I've long suspected that Ben d'Or Spots are a 'minimal expression' of the sooty gene. One of the animals I worked the sootifying experiment on was a mare with a standard red chestnut coat, a couple of small Ben d'Or spots, and a few dark hairs in the mane and tail.

She sootified - turned distinctly darker. And the Ben d'Or spots all but disappeared with the darkening of the surrounding coat. Ben d'Or spots are seldom present in the foal coat. And they don't always turn out the same year-on-year. Is it possible that they are initially appearing at sites where the skin (and hair root) is cooler due to changes in circulation resulting from injury (even minor injury). Roan animals get 'corn spots' on scars. This springs to mind if one considers the mechanism for the distinctive colour-patterning in Siamese cats (darker where cooler, due to heat-induced changes in enzyme activity in the production of pigment). And sooty, in general, tends to 'strike' on the cooler areas of an animal (noticeably less sooty on warmer areas such as muzzle, flanks, underbelly, etc.)

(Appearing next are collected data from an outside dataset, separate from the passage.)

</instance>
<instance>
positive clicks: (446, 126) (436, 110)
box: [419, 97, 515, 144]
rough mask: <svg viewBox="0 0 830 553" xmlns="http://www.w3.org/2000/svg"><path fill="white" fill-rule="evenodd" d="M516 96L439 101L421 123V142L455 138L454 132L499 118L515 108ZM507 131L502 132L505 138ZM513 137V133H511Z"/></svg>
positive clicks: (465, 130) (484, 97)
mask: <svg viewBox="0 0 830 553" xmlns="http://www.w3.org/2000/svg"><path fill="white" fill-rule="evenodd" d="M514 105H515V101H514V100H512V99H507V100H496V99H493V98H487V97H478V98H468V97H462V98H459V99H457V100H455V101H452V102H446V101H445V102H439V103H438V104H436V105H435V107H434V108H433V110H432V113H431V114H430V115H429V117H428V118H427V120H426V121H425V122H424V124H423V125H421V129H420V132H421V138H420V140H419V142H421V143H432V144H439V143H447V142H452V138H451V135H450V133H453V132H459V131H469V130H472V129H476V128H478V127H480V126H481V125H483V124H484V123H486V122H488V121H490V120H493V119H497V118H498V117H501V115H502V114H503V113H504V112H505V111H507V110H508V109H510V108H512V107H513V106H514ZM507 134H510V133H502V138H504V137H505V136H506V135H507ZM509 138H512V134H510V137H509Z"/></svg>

Could sooty be heat-sensitive as well as diet-sensitive? Sooty animals always seem to be more sooty in their summer coat - could this simply be a result of doing the winter-to-summer coat change in a much colder ambient temperature than the summer-to-winter change?

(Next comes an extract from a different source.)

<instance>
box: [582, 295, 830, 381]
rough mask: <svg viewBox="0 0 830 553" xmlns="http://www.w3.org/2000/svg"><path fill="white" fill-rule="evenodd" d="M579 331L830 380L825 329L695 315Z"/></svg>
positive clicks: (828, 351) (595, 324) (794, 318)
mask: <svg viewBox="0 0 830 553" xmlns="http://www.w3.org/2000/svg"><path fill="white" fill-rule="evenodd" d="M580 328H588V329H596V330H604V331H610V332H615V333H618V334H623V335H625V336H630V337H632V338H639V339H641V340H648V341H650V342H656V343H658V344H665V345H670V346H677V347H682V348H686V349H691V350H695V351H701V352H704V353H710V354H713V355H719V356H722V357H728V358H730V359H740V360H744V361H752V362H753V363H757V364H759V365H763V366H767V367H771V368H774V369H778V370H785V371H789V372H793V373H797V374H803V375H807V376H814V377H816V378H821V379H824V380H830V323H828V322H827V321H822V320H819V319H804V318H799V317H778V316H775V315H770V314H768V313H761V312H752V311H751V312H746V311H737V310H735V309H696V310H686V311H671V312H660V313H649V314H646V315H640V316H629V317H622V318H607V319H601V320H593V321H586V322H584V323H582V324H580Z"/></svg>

Other Potentially Heat-Sensitives?
  • Could heat-sensitivity account for the distinctive pattern-types in the bodies of animals with the pangare gene? If it affected only areas within a small temperature-range, it could account for the fact that hotspots (muzzles, bellies etc.) and coldspots (lower legs) seem to fade out while other areas remain undiluted. And pangare dilution is usually much more noticeable in winter coat than in summer coat, An enzyme-related change could produce this.
  • Agouti: it's been said that it doesn't resemble point-patterning in Siamese cats - but has anyone actually experimented with how external skin-temperature might affect it? What could be observed in an animal with reduced circulation in one leg compared to the others? Does shoeing (which restricts circulation in the lower leg) increase the dark hairs either by concentration of pigment, or by number of hairs?? Does having a leg / legs permanently bandaged through a coat change (maybe as a result of injury) reduce the dark hairs either by concentration of pigment, or by number of hairs?
  • Appaloosa varnish roan?

 

Flaxen and Silver

Flaxen seems to produce exactly the same patterning in red-based coats as silver does in black-based coats. And both seem to produce thicker coarse hairs (mane, tail, feathers) than in non-dilute animals within the same breeds.

  • Are they working in the exact same way at the exact same stage of embryonic / foetal development?
  • What's the reason for the patterning? (manes, tails, lower legs). Is this heat-regulated or hair-type regulated - or a bit of both?
  • Any chance their workings could be much more similar than supposed?
  • Silver maps to ECA6 - where does flaxen map to?
Stripe, spot and leopard.  
What's the relationship? Suggestion: check the DNA of the re-bred quaggas (minimally-striped, bred from Burchell's zebra, at the Quagga Project) against 'standard' zebras to locate striping genes. Then check to see how they map on leopard-complex horses. Is there a link?  
Fading black and mushroom.  
Anecdotal evidence suggests these occur in related individuals. Mushroom ponies don't appear 'red' or 'leached red'. Is some kind of 'fading sooty' replacing both red and black pigment in these animals?